Izin Rentan Bocor
Badan Legislasi DPR diminta berhati-hati dalam menyusun RUU Penyadapan agar tidak malah menghambat penanganan perkara kejahatan luar biasa.
JAKARTA, KOMPAS - Badan Legislasi DPR diminta untuk hati-hati dalam menyusun draf Rancangan Undang-Undang tentang Penyadapan. Selain tidak mendesak, substansi yang diatur di dalam draf RUU tersebut dikhawatirkan menghambat penanganan perkara kejahatan luar biasa, seperti korupsi, narkotika, dan terorisme.
Ketentuan yang dimaksud adalah perlunya penetapan ketua pengadilan tinggi jika lembaga penegak hukum akan melakukan penyadapan. Pengurusan izin pengadilan itu rentan bocor sehingga kegiatan penegak hukum berpotensi terganggu.
”Jika aturan baru dibuat tidak secara hati-hati, bukan tidak mungkin kerja KPK akan terhambat, termasuk ketika operasi tangkap tangan. Karena itu, KPK mengajak kepada pihak yang memiliki kewenangan pembentuk UU agar memahami kebutuhan penegakan hukum dalam pemberantasan korupsi,” ujar Ketua Komisi Pemberantasan Korupsi (KPK) Agus Rahardjo, Jumat (28/9/2018), di Jakarta.

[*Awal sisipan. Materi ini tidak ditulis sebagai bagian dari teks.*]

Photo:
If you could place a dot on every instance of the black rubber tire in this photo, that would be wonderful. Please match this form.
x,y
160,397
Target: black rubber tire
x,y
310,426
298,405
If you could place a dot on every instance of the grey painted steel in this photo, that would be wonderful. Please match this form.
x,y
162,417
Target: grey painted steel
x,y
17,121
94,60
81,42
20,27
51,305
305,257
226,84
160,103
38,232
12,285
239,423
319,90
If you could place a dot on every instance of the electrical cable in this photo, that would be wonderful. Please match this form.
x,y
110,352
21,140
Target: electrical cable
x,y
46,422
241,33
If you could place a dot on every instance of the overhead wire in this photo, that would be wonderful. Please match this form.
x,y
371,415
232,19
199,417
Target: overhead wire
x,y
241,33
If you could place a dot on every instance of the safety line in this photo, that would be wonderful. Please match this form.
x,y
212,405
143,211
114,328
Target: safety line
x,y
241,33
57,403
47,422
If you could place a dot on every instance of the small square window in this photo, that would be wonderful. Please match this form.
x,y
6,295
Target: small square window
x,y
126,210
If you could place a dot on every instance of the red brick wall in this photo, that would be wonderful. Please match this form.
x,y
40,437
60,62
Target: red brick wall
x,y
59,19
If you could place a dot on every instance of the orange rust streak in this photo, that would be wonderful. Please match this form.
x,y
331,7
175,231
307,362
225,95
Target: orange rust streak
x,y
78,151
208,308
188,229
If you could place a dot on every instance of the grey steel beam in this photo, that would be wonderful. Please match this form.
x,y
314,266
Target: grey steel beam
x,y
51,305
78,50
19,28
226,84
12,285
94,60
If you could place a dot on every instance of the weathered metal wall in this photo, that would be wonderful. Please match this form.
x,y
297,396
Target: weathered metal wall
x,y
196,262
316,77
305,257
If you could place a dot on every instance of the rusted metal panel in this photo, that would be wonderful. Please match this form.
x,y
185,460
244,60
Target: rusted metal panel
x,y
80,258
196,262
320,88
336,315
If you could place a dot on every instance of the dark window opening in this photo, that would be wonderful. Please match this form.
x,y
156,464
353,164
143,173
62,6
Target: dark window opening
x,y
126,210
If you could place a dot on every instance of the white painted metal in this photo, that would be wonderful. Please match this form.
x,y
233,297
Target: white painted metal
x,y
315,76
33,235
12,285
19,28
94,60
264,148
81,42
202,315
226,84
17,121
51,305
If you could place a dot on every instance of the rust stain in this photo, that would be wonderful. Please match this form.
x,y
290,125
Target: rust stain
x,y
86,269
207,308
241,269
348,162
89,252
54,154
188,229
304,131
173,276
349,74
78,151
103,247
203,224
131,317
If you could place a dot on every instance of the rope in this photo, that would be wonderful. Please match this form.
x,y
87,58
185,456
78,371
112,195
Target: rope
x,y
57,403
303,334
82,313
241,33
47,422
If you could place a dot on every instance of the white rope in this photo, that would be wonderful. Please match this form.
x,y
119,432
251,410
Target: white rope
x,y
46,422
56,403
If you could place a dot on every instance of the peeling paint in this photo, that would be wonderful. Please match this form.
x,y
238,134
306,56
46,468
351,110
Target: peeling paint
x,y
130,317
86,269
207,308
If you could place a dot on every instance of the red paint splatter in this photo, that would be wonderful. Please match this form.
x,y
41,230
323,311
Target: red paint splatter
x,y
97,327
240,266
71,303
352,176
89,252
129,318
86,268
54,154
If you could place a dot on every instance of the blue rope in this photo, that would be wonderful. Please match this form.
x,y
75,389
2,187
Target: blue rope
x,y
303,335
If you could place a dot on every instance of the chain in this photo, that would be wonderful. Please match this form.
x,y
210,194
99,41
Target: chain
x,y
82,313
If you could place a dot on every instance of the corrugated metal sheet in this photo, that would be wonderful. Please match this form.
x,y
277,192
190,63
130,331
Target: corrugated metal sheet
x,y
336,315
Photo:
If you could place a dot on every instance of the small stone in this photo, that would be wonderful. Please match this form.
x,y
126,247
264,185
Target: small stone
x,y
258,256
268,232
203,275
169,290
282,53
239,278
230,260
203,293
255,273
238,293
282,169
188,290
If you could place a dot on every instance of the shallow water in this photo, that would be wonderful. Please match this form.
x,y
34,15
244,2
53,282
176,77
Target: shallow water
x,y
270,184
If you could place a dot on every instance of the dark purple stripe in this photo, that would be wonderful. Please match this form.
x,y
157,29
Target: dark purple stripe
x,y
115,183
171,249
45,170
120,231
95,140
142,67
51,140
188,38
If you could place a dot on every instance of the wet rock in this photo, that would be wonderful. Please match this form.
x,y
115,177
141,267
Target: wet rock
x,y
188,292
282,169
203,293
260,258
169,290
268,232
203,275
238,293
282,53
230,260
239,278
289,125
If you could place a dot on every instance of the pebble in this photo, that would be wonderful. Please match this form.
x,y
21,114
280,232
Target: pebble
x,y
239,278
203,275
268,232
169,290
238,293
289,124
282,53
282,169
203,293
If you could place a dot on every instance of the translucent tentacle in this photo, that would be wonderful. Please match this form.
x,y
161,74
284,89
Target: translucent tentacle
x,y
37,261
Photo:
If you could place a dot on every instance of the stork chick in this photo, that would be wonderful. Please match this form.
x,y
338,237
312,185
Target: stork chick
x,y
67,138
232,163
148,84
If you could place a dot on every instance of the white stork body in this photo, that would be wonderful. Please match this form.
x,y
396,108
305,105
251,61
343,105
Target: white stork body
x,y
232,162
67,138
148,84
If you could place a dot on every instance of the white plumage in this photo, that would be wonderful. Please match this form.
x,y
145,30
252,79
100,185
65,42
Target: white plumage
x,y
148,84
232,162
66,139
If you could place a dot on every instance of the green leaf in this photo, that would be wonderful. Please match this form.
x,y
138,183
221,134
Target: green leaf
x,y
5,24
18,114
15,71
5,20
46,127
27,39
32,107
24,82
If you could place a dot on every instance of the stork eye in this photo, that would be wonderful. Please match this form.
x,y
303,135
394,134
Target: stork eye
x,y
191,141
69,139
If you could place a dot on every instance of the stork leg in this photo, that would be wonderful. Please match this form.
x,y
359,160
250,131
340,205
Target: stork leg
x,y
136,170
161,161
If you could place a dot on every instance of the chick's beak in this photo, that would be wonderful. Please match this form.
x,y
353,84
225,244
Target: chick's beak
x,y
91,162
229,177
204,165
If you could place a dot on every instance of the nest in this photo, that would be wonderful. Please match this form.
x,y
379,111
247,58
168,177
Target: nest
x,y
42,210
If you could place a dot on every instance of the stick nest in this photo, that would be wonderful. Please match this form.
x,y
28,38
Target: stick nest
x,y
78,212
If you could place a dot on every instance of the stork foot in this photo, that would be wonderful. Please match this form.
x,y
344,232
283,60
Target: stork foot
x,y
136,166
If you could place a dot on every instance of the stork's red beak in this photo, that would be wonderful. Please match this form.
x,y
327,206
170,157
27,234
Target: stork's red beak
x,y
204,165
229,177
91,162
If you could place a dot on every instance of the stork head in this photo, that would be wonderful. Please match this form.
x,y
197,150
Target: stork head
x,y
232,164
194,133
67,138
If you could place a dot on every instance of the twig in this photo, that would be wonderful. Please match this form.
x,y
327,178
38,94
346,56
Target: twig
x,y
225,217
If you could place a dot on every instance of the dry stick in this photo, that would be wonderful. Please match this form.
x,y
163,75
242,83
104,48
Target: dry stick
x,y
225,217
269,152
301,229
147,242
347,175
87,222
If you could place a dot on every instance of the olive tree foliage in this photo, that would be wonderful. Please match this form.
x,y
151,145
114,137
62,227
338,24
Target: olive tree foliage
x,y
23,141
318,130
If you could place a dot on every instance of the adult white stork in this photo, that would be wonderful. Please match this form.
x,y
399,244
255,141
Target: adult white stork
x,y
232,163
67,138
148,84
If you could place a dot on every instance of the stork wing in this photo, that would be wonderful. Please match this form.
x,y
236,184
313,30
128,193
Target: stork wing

Selama ini, KPK melakukan penyadapan dengan mendasarkan diri pada Pasal 12 Ayat (1) Huruf a Undang-Undang Nomor 30 Tahun 2002 tentang KPK. Penyadapan banyak membantu kerja KPK. Setidaknya 93 perkara tangkap tangan dengan jumlah tersangka awal 324 orang berhasil dilakukan atas kontribusi penyadapan dan pelaporan oleh masyarakat.
Saat ini Baleg DPR tengah menyusun draf RUU Penyadapan yang memuat ketentuan lembaga penegak hukum harus berkoordinasi dengan pengadilan jika melakukan penyadapan. Sebelum menyadap, penegak hukum perlu mengajukan permohonan penetapan kepada ketua pengadilan tinggi (Kompas, 28/9/2018).
”Pada prinsipnya, KPK berharap aturan yang dibuat jangan sampai memperlemah upaya pemberantasan korupsi dan kejahatan serius lainnya, seperti terorisme dan narkotika. Prosedur yang menghambat dan berisiko terhadap investigasi kasus semestinya diminimalisasi,” ujar Agus.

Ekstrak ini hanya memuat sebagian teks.